St Benedict's College is a private, day and boarding, English medium and Catholic school for boys in Bedfordview, Germiston in the Gauteng province of South Africa, The students write Independent Examination Board (IEB). The all boys high school was established in 1958.

== Sport ==
St Benedict's College has produced many athletes. Luther Obi played for the Blue Bulls in Currie Cup rugby competition in South Africa, and represented South Africa at Junior (U/20) international level. He matriculated in 2011. Vincent Breet has represented South Africa in Senior Rowing and also matriculated in 2011. Shingirai Hlanguyo and Mosolwa Mafuma have both won gold medals in 100m Athletics for St Benedicts, and also played first team rugby.

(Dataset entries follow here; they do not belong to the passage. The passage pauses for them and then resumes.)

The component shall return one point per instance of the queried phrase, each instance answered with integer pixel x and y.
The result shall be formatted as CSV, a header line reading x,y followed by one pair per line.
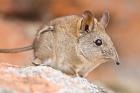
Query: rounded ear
x,y
87,22
105,19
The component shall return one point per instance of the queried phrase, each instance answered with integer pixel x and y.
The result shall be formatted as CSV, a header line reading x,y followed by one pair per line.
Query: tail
x,y
16,50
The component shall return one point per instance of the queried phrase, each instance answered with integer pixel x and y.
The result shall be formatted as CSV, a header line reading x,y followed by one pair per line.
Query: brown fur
x,y
68,44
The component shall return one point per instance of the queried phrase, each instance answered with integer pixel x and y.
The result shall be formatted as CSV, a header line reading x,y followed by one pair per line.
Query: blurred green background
x,y
20,19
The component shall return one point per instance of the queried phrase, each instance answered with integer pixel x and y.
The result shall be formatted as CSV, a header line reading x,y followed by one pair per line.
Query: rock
x,y
42,79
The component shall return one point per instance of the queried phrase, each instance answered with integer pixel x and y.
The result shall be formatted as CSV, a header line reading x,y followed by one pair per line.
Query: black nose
x,y
117,63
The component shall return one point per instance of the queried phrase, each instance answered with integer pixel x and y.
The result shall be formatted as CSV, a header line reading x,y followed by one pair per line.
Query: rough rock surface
x,y
42,79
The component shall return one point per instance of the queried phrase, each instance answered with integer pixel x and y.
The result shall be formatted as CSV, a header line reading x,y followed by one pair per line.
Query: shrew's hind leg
x,y
36,62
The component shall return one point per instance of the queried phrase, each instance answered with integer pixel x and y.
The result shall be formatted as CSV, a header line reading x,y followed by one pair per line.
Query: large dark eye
x,y
98,42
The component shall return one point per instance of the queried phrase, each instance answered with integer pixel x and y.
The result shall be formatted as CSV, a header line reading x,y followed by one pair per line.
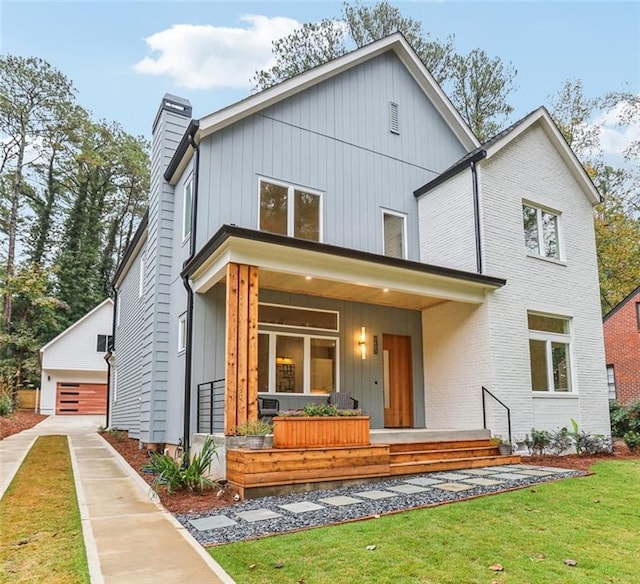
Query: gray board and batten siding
x,y
334,138
362,378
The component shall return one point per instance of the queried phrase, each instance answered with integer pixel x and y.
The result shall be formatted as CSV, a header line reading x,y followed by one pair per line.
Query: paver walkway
x,y
129,538
280,514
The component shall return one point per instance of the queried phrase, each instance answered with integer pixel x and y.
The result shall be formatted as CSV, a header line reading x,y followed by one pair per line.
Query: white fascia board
x,y
75,324
132,258
358,272
542,117
396,42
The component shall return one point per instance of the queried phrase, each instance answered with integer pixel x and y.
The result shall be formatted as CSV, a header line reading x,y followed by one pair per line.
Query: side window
x,y
541,234
187,202
394,234
182,332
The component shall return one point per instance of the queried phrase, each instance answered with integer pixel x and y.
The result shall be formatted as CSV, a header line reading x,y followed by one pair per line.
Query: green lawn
x,y
593,520
40,531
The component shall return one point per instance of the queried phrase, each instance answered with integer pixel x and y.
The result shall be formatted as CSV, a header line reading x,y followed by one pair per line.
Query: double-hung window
x,y
289,210
297,350
541,235
549,353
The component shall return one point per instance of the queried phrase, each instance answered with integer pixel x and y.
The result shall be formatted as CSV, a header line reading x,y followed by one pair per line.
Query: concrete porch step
x,y
417,467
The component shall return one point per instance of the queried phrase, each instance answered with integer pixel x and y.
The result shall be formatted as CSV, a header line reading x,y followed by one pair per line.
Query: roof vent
x,y
394,123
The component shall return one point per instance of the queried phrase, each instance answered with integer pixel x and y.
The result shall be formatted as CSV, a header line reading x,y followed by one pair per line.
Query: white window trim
x,y
141,278
291,188
309,328
182,332
548,338
306,381
558,215
185,235
403,216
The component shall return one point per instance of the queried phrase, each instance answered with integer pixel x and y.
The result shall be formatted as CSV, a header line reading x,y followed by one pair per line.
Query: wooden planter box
x,y
312,432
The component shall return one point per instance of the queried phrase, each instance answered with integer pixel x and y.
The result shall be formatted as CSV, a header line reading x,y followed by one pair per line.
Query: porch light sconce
x,y
362,343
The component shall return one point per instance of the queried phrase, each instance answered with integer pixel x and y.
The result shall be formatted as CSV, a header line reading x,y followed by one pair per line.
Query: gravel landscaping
x,y
373,499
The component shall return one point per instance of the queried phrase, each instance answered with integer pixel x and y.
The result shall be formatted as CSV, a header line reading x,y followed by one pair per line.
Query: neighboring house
x,y
622,348
74,372
345,231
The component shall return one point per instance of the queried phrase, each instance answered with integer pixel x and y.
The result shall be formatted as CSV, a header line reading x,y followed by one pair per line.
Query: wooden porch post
x,y
241,402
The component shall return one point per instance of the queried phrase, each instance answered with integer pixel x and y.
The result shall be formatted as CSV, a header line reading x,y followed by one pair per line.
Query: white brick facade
x,y
490,344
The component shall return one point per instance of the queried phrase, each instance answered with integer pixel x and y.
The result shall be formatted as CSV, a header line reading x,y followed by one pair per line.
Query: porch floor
x,y
271,471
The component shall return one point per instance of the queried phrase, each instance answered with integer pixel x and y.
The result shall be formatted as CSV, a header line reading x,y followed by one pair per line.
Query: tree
x,y
32,94
480,89
479,86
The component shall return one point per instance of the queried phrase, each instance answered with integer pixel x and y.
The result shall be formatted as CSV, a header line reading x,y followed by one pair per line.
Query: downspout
x,y
185,280
476,216
110,350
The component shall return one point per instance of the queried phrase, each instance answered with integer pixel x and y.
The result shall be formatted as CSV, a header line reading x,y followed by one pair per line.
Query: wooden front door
x,y
398,381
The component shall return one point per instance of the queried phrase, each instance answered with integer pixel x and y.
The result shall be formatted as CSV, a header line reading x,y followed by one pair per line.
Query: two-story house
x,y
345,231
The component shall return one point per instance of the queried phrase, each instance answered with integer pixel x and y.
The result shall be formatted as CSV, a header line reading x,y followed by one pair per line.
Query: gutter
x,y
476,216
189,136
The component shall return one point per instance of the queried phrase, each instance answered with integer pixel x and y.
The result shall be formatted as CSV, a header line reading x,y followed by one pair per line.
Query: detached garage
x,y
74,372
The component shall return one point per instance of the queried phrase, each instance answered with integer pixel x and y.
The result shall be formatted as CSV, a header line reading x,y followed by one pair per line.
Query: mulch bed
x,y
18,421
181,501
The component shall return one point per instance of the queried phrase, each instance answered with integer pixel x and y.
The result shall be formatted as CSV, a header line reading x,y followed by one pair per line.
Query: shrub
x,y
559,441
6,403
170,473
632,440
538,442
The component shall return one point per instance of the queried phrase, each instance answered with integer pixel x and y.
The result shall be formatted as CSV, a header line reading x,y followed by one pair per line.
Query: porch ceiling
x,y
291,265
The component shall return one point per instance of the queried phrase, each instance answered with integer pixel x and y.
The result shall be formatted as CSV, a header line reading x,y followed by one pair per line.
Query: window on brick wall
x,y
611,381
549,353
541,235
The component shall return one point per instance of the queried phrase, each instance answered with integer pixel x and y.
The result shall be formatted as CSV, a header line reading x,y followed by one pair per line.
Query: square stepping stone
x,y
409,489
512,476
424,481
536,472
258,515
453,487
484,482
340,501
303,507
214,522
451,476
375,495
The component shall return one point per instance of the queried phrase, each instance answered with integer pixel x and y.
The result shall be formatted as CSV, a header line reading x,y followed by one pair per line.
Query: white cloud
x,y
206,56
615,139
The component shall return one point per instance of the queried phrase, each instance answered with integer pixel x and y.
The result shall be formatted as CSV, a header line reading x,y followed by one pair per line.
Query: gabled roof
x,y
621,304
264,99
507,136
75,324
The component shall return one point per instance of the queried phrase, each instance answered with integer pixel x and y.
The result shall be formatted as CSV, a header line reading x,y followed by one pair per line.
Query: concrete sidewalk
x,y
129,538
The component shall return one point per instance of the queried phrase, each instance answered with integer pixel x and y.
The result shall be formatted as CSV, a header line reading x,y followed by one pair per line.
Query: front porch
x,y
390,453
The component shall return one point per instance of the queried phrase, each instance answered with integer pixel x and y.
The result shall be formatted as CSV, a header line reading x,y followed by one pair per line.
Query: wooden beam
x,y
230,418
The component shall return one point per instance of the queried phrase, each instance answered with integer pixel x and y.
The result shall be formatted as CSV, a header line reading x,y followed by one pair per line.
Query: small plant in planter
x,y
255,432
504,446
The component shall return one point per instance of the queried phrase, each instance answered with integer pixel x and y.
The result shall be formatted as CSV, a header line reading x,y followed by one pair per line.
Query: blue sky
x,y
123,56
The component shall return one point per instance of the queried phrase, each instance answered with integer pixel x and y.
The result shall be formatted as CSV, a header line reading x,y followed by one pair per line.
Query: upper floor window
x,y
549,344
182,332
103,343
394,233
541,231
289,210
187,201
611,381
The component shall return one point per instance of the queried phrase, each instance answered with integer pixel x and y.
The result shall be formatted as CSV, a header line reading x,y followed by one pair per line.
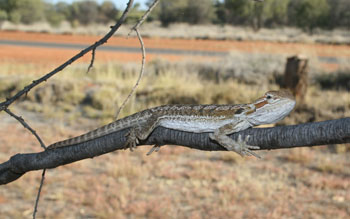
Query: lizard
x,y
218,120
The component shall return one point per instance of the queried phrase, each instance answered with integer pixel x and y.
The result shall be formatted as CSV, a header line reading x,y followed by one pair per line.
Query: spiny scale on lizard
x,y
171,112
219,120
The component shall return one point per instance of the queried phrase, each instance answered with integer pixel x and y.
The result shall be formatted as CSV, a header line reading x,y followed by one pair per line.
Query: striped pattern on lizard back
x,y
192,118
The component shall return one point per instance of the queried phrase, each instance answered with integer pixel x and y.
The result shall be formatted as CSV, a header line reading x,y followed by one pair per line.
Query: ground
x,y
176,182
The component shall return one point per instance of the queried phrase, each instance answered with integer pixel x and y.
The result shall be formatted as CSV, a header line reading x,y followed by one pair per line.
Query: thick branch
x,y
308,134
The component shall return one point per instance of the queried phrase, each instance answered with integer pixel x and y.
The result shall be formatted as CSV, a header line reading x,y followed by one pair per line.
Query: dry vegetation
x,y
175,182
181,30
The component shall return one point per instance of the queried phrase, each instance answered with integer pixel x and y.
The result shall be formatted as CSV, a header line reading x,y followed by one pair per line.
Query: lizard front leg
x,y
240,146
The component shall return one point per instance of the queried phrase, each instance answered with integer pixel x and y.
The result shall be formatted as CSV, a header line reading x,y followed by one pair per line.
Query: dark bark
x,y
308,134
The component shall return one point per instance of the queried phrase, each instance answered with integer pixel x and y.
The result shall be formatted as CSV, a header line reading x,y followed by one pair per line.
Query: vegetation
x,y
306,14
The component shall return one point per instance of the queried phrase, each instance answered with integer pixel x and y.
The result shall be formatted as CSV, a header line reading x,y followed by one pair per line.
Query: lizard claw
x,y
245,149
155,148
131,140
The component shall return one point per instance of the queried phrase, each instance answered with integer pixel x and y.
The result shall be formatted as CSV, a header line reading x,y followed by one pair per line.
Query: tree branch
x,y
9,101
282,137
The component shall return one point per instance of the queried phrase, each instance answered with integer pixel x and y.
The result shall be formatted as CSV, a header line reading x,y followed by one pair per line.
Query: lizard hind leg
x,y
140,132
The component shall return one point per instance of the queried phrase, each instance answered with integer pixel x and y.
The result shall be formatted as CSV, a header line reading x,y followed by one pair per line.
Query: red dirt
x,y
45,55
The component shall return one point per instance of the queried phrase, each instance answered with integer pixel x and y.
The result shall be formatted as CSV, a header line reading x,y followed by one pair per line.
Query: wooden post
x,y
295,76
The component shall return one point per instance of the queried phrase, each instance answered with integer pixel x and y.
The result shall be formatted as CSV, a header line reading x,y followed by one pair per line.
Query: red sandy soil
x,y
28,54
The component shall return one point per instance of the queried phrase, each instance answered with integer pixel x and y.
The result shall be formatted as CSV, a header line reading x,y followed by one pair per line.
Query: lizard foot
x,y
246,149
131,140
155,148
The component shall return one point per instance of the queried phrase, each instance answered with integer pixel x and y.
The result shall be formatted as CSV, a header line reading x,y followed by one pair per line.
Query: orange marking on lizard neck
x,y
260,104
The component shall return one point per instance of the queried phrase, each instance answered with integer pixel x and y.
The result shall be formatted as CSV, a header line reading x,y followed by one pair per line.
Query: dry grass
x,y
175,182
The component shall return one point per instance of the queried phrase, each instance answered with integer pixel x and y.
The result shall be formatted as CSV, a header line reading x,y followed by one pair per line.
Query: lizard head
x,y
272,107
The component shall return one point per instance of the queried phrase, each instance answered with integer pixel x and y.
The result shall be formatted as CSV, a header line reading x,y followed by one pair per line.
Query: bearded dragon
x,y
219,120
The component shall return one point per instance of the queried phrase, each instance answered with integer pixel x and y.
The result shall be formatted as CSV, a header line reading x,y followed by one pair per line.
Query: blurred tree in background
x,y
310,14
306,14
24,11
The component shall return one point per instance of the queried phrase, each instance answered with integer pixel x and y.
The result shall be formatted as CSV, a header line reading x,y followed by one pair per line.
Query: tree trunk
x,y
296,76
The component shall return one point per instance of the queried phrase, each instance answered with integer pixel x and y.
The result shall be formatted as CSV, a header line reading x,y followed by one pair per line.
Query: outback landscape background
x,y
203,52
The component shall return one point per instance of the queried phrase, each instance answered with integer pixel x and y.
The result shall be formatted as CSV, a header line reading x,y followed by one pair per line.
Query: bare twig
x,y
280,137
135,28
92,60
25,125
38,195
144,16
140,75
9,101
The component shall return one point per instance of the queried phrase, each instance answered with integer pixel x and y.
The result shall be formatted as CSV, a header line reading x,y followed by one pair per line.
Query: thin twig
x,y
9,101
39,192
140,75
144,16
135,28
25,125
92,60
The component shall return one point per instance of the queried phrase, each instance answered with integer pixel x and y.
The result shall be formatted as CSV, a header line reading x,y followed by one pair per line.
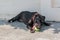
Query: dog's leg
x,y
46,24
14,19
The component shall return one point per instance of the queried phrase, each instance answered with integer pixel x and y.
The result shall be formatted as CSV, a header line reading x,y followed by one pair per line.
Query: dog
x,y
30,19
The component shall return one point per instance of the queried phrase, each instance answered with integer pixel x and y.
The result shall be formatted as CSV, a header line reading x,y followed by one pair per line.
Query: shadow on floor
x,y
55,26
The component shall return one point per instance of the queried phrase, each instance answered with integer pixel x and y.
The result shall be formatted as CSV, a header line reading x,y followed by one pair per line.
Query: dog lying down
x,y
31,19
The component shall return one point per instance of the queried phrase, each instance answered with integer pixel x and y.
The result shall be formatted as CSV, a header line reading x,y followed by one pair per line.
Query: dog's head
x,y
36,24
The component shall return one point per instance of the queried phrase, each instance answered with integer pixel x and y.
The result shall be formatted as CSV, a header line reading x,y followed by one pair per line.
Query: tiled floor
x,y
18,31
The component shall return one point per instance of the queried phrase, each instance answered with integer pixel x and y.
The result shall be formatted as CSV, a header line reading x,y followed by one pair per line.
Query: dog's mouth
x,y
36,25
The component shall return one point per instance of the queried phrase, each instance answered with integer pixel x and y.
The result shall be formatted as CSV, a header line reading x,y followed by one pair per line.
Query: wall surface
x,y
8,7
49,12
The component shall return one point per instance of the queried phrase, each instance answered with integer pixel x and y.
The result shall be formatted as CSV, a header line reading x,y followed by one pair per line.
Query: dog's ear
x,y
29,21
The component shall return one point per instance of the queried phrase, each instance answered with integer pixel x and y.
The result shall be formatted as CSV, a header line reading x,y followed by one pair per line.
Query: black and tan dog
x,y
31,19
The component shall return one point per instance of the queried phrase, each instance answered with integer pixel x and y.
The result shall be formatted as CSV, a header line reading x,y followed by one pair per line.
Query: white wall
x,y
8,7
49,12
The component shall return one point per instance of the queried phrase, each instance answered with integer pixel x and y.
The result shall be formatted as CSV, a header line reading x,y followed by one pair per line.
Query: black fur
x,y
25,16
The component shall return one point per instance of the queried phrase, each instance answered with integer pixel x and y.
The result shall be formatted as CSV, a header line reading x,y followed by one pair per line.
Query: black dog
x,y
31,19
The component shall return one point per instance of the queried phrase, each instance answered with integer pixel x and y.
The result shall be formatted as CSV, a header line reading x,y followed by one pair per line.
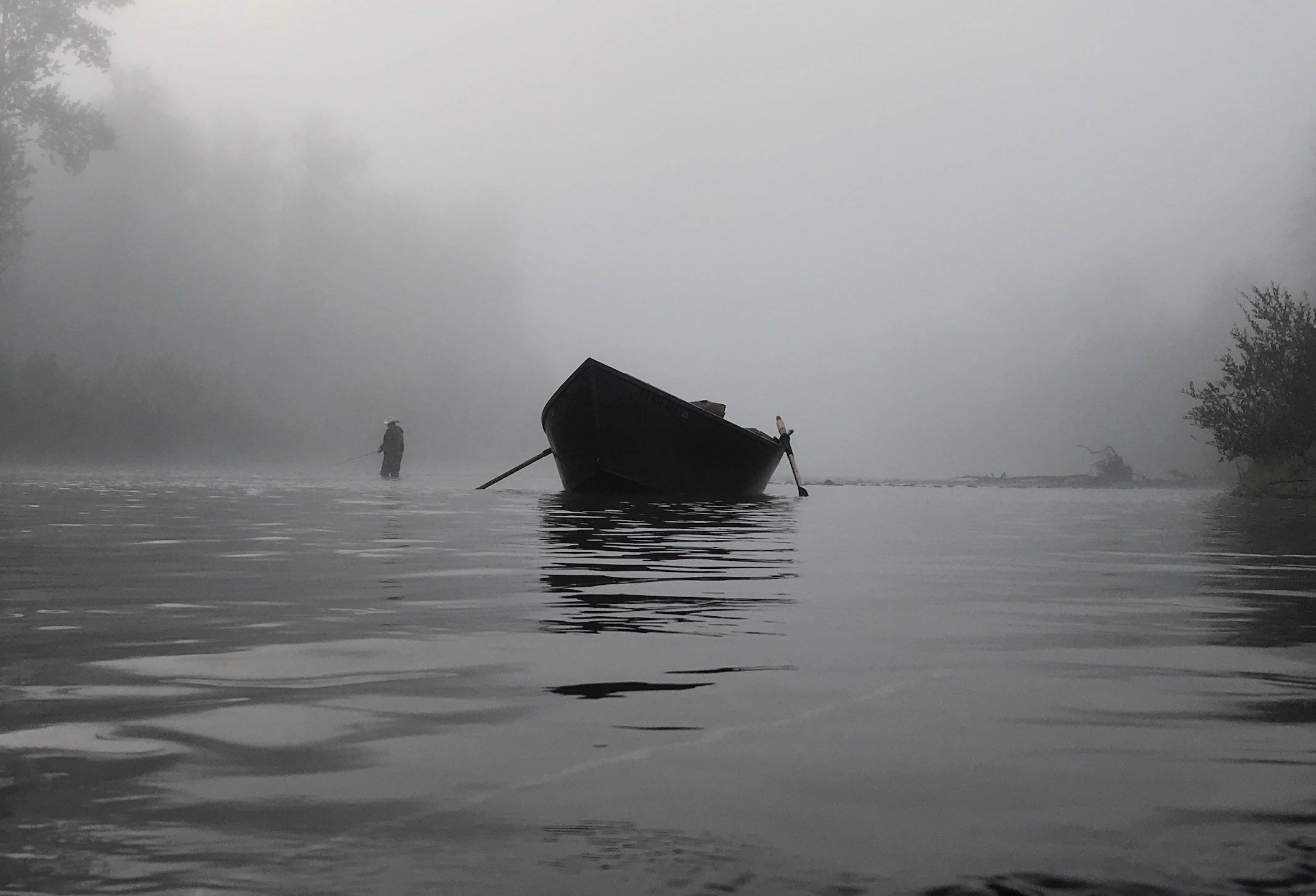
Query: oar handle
x,y
520,466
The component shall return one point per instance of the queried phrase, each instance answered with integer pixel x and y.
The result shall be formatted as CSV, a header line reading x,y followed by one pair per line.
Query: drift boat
x,y
612,433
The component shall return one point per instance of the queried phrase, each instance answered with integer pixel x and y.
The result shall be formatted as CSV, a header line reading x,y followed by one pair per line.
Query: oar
x,y
520,466
785,439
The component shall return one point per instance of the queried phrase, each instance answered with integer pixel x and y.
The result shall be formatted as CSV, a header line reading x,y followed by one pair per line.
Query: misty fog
x,y
938,238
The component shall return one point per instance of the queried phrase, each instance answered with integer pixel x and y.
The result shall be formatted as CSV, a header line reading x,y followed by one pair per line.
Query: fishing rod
x,y
349,460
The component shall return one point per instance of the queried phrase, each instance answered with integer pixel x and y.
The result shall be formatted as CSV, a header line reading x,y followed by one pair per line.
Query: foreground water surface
x,y
261,685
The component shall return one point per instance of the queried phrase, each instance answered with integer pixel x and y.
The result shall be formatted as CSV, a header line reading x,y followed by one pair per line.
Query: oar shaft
x,y
785,439
520,466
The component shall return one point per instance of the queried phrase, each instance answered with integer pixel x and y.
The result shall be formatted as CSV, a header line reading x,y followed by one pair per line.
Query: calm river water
x,y
253,685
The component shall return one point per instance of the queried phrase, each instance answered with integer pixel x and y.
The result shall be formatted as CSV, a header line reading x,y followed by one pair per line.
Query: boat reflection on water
x,y
632,565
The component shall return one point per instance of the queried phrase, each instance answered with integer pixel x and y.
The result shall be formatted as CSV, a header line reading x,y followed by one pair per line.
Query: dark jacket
x,y
393,442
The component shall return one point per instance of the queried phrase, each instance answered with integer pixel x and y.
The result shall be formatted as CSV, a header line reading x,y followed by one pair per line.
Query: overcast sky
x,y
938,237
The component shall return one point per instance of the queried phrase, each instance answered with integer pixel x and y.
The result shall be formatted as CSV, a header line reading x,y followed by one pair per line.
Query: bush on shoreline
x,y
154,410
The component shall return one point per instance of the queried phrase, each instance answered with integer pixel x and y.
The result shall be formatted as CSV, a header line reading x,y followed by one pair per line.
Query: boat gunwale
x,y
636,381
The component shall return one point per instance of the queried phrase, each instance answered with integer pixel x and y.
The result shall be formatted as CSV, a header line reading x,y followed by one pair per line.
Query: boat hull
x,y
612,433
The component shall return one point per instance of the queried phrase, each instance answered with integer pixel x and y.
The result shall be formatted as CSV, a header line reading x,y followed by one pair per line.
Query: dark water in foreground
x,y
311,687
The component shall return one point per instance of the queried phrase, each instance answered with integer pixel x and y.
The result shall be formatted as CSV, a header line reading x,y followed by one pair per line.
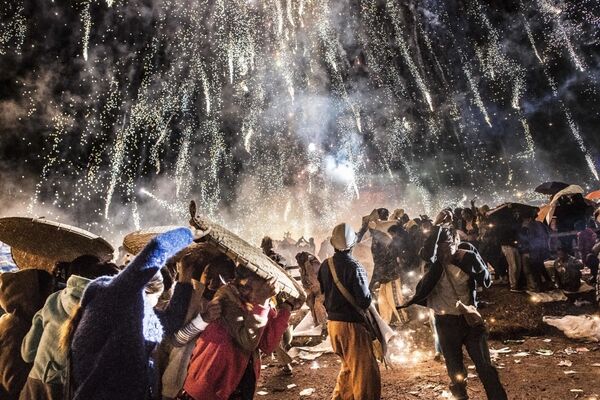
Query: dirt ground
x,y
536,362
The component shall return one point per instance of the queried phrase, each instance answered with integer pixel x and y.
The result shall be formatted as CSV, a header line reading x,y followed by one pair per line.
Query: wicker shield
x,y
38,243
246,255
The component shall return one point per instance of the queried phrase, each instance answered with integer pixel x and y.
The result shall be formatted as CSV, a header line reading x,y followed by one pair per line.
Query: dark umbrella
x,y
551,188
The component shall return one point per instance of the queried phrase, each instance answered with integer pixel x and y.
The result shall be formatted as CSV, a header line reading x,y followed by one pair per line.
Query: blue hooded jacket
x,y
111,347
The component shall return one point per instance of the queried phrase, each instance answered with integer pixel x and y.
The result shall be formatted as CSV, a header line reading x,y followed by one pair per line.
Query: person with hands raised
x,y
225,364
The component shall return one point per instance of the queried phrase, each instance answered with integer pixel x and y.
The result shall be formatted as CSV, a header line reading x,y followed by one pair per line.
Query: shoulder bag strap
x,y
341,287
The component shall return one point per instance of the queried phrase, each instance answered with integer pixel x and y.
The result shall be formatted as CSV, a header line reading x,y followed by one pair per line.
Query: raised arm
x,y
359,286
143,267
31,341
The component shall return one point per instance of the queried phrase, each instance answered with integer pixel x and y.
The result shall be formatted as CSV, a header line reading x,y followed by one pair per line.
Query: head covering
x,y
343,237
437,235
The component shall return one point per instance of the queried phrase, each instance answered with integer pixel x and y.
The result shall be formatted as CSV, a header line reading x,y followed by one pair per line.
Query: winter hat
x,y
343,237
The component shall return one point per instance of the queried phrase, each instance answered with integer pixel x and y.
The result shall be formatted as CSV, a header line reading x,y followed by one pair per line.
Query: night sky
x,y
118,112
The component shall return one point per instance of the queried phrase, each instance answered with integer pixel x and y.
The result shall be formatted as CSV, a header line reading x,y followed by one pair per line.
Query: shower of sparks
x,y
86,20
301,109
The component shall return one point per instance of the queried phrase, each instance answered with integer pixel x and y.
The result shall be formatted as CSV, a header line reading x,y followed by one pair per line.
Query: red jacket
x,y
218,363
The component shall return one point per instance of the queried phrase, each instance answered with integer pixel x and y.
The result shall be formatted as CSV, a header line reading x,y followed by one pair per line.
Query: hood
x,y
71,295
24,292
343,237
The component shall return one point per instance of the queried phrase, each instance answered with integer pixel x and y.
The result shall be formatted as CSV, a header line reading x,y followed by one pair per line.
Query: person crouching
x,y
225,364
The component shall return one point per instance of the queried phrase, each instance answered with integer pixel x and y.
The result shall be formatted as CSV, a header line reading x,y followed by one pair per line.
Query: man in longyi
x,y
359,378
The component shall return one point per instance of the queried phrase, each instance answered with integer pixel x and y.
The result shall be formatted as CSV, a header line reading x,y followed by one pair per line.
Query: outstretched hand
x,y
199,234
211,311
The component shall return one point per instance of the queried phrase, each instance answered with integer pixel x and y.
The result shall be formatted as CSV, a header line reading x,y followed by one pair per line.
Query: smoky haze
x,y
290,115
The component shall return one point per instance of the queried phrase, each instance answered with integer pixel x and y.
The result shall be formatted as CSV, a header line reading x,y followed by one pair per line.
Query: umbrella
x,y
246,255
39,243
134,242
595,195
551,188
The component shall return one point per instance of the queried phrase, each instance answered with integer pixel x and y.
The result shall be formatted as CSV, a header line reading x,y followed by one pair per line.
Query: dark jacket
x,y
22,294
111,347
354,278
466,261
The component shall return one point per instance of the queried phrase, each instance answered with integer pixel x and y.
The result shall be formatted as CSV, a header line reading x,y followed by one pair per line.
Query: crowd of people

Mosolwa Mafuma also played for the Shimlas in the 2016 Varsity Cup Competition. He was the second highest try-scorer (7 tries), and was awarded the Player That Rocks (Player of The Tournament) award. He was also selected for the South Africa national under-20 rugby union team for the 2016 World U/20 Championship in England.

=== Summer sports ===
==== Rugby ====
Despite only having started rugby in 1998, St Benedicts finished their 2015 Season ranked 13 in the country. St Benedicts biggest rivals include St John's College, St Stithians College, Jeppe Boys, and Pretoria Boys High whom they beat them for the first time in 2015 in their history, 45–36. St Benedicts once again beat Pretoria Boys in 2016, winning 54–13. Several St Benedict's Boys have been chosen to be Craven Week representatives.

==Notable alumni==
The final year at St Benedict's College are in alphabetical order.
- Mosolwa Mafuma (2011) – South African professional rugby player
- Vincent Breet (2011) – South African professional rower
- Luther Obi (2011) – South African professional rugby player.